As a current student at the Naval Academy, you are considered active duty military while earning your degree. That being said, you can come straight from high school into the academy; they welcome you with open arms. You do a six week training program at the beginning of your first year, where they teach you what what it’s like to be in the military before sending you into the classroom to get your degree. The caveat is if you’re coming straight from high school, you’re required to have a congressional or senatorial nomination from your congressman or your state senator.

It is an incredible place to go to school. You’re 30 minutes from Baltimore. You’re 30 minutes from Washington DC. We have world class athletic facilities at the institution. We have world class teachers. On that note, there’s an eight to one student to faculty ratio. I’m extremely close with many of my professors. An interesting note about what it’s like to go to school there. The civilian to military professor ratio is one to one. So half of your instructors over your time in Navy are going to be active duty military, while the other half are going to be civilians. And that’s been the most interesting part of going to school there because I had a physics instructor who six months before coming to the academy was driving a tank in the Middle East. You’re not going to find a school anywhere else in the country where someone’s teaching you projectile motion after just doing the same thing in a combat zone.”

Class sizes are small. “The most Midshipman I’ve had in a class with me is around about 18 and the smallest is six. So anywhere in that range is very normal.” As a RCSE major his coursework is interesting. “One of the core classes for the major is a class called the Guided Design Experience. You take a Nerf gun, and it’s mounted on a sort of a turret and you learn how to program this Nerf gun using cameras and code to do certain tasks that you want it to do. And we spent an entire semester doing that. It was incredible.”
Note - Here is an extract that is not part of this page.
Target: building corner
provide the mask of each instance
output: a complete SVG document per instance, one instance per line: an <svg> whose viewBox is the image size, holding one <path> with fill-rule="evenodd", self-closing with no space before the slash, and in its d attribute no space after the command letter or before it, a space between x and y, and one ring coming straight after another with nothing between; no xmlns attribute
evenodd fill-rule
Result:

Another highlight experience is his current work on the Student Unmanned Aerial Systems Competition (SUAS) team which is similar in scope to a senior project. “We are in the process of designing a housing for electronics that are going to power an autonomous vehicle. We have a fixed wing plane about five to six feet long. We’re taking all of the hardware that makes it fly and we’re designing and making a computer that’s going to power it. It’s me and five other Midshipmen putting our brains together and trying to get a plane off the ground. We’re using the labs down in the engineering spaces. We’ve done some aerodynamic testing in a wind tunnel … multi-million dollar facilities that were there at our fingertips.”

After he graduates in May2022, “I’m headed down to Pensacola, Florida to start naval flight training. I’m going to be a Navy pilot here in about two years. There are so many different things that you can do. You can go out and you can pilot submarines. You can drive surface ships, anywhere in the country, from destroyers to cruisers to aircraft carriers. You can go and you can be a Marine, you can go lead Marines in the field around the world.”

When Vigneault was 16 years old, “I was hired to work on the base at VX 31, thanks to a lucky break and a lot of people who were pulling for me. Several of those men and women on base attended the Naval Academy. I saw what it was like to serve in that capacity and where the Naval Academy could get you.” With encouragement, inspiration, and guidance of co-workers he applied. “Congressman Kevin McCarthy nominated me to attend the Academy. You can get into the institution, they can admit you, but you’re not going to be allowed to attend unless you have that validation. That’s probably the most competitive part of the application process. It’s for that reason, the acceptance rate maybe is round about 6% between six and eight percent.”

To the youngsters in Indian Wells Valley he says, “If you want to pursue an academy and you want to do well in the application process, and consider yourself as a competitive candidate, you have to not only just be good at science and engineering and math and English in your field of study, but you have to love learning. And I think that’s like the first step is you have to want to be smarter today than you were yesterday. If you’re that kid that’s a sophomore, junior, or senior in high school, and you have any inclination about serving, whether that’d be in the Navy Marine Corps, Air Force, Army, throw your hat in the ring and try to become a commissioned officer in the Navy Marine Corps. And if you want to do it through the service academy what’s stopping you?”